Re: PyNIO problems -- Hoijarvi 10:21, 10 July 2009 (EDT)
What is the extra character? If it's 0x00, I could just read the string and it will compare correctly to 'X'.
CF-1.0 checker
There is an online checker linked at http://cf-pcmdi.llnl.gov/conformance/compliance-checker.
This checker can validate CF-1.0 to 1.4 and is apparently written in Python. It would be perfect if we could simply use that instead of having to do our own development. Unfortunately I was not able to find a downloadable version so far. I have no idea if they are willing to release it at all, but if we can get it, it would save us quite some work. I have tried it with one of our files yesterday and I only got a stack trace back, so I guess it's not all that robust just yet. So it seems they could use some help with bugfixing anyway. Does anyone know more about this? Maybe we can arrange something to get the code?
location and format of logfiles
As stated before, I would like to move the logs directory out of the static directory. On Linux I would like to put it to /var/log/OWS or something like that, no idea where it should go on Windows. The main idea is to prevent access to the logs via the web server.
I'm also wondering about the log format. For me it would be much more handy if the Logs would come in Apache-Format. Then I could use the existing logwatch-scripts to do some analysis and summaries easily.
Re: location and format of logfiles -- Hoijarvi 10:24, 10 July 2009 (EDT)
Do whatever you please with logs. They have not been a priority for me, and I don't depend on any formats. Using a standard format is an obvious choice.
misc
- "Allow queries across longitude, from 179..-179 or 359..1 as a two-degree query, as the spec says." I did not find that in the specs so far. Does it mean you only have to support a two-degree query or should every query across the longitude be supported? I will try to add this to pync3 today.
- "Improve the admin tool to give better error messages and progress messages." With the added check tool it already gives a little more info about what could be wrong, but of course that is far from complete.
- "2009-06-04: After being used for some datasets at Datafed, we get the first external developer, M. Decker, to contribute to the source code. He adds Unicode support." I did not do real unicode support so far. We have talked about it and came to the conclusion that it was a bad idea before NetCDF4. The only thing related to charsets is in the check tool. It converts non-ASCII characters in string attributes.
Re: misc -- Hoijarvi 10:31, 9 July 2009 (EDT)

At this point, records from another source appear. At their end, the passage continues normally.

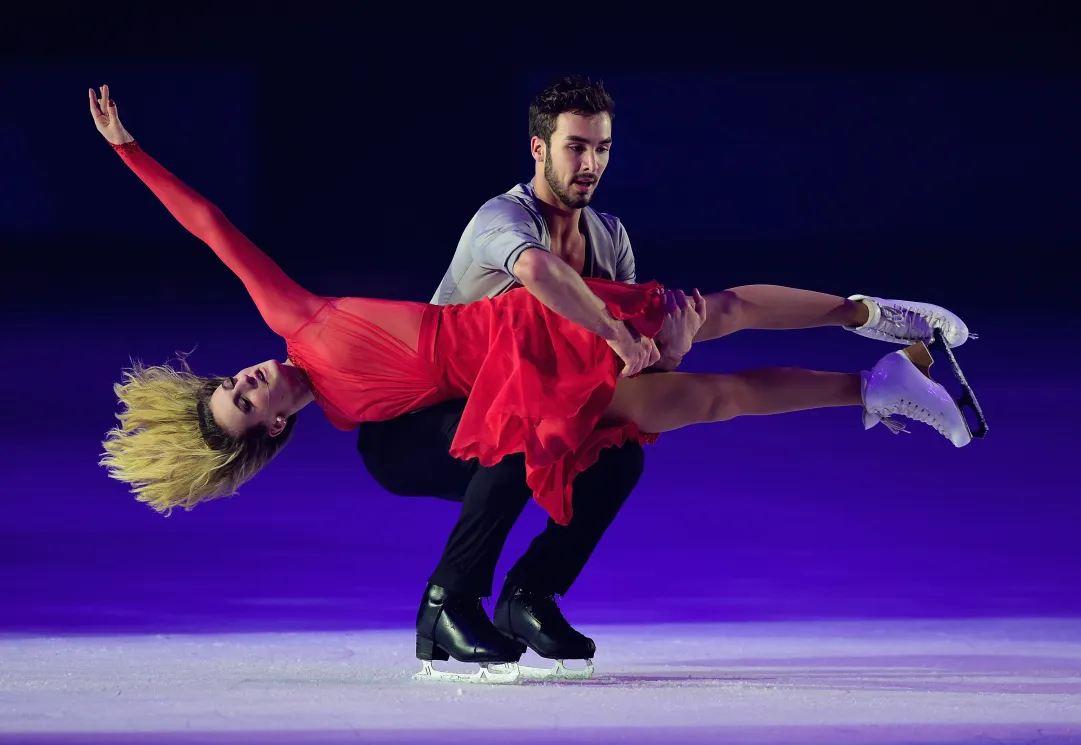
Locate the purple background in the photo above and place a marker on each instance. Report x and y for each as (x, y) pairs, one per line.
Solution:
(929, 167)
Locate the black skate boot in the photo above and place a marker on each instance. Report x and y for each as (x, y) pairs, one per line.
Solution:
(535, 620)
(452, 626)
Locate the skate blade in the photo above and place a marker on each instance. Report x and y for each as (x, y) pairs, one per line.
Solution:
(560, 672)
(968, 398)
(489, 674)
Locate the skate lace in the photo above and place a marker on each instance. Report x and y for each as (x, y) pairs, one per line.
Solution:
(903, 317)
(910, 410)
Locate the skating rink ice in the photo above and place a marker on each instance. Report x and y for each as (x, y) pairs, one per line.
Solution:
(895, 681)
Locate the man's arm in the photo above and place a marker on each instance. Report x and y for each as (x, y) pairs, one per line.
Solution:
(554, 282)
(675, 337)
(507, 238)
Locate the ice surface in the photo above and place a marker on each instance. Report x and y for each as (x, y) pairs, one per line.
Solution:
(897, 681)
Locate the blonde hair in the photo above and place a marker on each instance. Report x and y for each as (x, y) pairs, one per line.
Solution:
(168, 446)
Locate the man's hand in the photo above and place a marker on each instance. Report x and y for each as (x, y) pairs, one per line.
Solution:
(681, 323)
(637, 353)
(106, 118)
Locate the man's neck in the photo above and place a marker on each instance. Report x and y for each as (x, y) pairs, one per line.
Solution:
(562, 221)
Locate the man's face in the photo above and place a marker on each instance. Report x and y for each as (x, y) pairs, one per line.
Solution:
(576, 158)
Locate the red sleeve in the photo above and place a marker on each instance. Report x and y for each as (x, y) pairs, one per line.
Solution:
(284, 305)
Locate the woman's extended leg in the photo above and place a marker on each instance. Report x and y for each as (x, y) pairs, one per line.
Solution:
(665, 401)
(898, 384)
(775, 307)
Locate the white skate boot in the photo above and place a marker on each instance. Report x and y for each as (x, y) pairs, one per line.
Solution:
(907, 322)
(901, 384)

In document 06-083r8 WCS 1.1
7.7.2 Spanning the antimeridian of a geographic CRS
In a geographic CRS, longitude values are often defined with a finite extent (e.g., from -180 degrees to +180 degrees). The minimum and maximum longitude limits define a single line (on the ellipsoid, sphere, or cylinder), known as the antimeridian, across which longitude values are discontinuous: as this line is crossed, longitude changes abruptly (e.g., going West from a little more than -180 degrees to a little less than +180 degrees). This necessitates an “extended” interpretation of the Bounding Box definition:
A Bounding Box defined in a geographic CRS (or a WGS84BoundingBox) whose LowerCorner longitude is greater than that of its UpperCorner shall describe a region that crosses the longitude discontinuity.
I'll also changed the unicode to non-ascii characters.